Blinken, speaking during an unrelated trip focusing on Russia and Nordic countries, also defended the US decision to block what would have been a unanimous UN Security Council statement on the fighting and its civilian toll, and the overall US approach to the worst Israeli-Palestinian fighting since 2014. President Joe Biden, speaking to Prime Minister Benjamin Netanyahu on Monday, expressed general support for a cease fire but stopped short of joining dozens of Democratic lawmakers in demanding one.

“Our goal remains to bring the current cycle of violence to an end” and then return to a process in which a lasting peace can be forged, the US diplomat said.

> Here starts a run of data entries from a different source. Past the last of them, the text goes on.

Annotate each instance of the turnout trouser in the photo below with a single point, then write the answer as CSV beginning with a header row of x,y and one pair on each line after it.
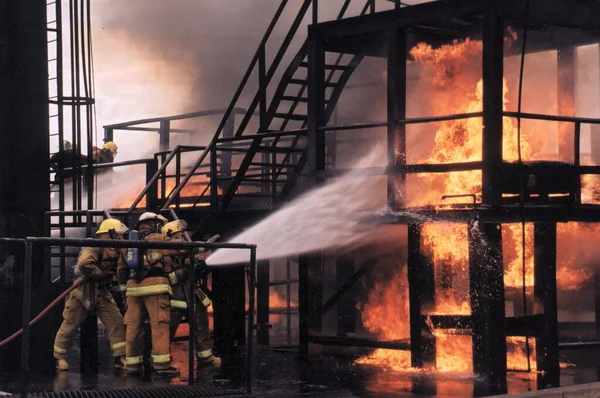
x,y
202,337
75,313
157,309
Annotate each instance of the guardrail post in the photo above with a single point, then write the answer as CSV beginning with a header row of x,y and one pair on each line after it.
x,y
164,132
214,186
152,194
262,308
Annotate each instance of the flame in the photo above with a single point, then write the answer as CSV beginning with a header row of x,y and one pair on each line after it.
x,y
452,75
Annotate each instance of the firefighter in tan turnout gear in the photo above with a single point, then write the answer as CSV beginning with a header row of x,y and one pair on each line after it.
x,y
148,295
175,265
97,266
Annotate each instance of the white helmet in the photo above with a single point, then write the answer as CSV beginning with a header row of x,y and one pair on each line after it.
x,y
148,216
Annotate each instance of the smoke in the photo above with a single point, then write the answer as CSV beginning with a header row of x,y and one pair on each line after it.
x,y
330,216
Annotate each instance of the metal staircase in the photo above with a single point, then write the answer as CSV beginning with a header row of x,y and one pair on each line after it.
x,y
256,168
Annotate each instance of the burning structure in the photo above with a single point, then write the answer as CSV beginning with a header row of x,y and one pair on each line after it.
x,y
486,183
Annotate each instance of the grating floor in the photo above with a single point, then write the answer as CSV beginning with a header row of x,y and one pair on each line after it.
x,y
158,392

Blinken said he had spoken to the foreign ministers of Morocco and Bahrain, two Arab countries that recently have moved to normalize relations with Israel, while US envoy Hady Amr in Israel spoke with Palestinian National Authority President Mahmoud Abbas.

The ongoing US outreach — reflecting an administration that has emphasized working with allies, and has refrained from publicly criticizing ally Israel — came as new Hamas rockets and Israeli airstrikes continued for a ninth day. At least 213 Palestinians and 12 people in Israel have died. Efforts by Egypt and others to mediate a truce have stalled.

Biden’s carefully worded statement expressing general support for a cease-fire, in a White House readout Monday of his second known call to Netanyahu in three days as the attacks pounded on, came with the administration under pressure to respond more forcefully despite its reluctance to challenge Israel’s actions in its part of the fighting. The administration also has expressed its determination to wrench the main US foreign policy focus away from Middle East hotspots and Afghanistan.

Biden’s comments on a cease-fire were open-ended and similar to previous administration statements of support in principle for a cease-fire.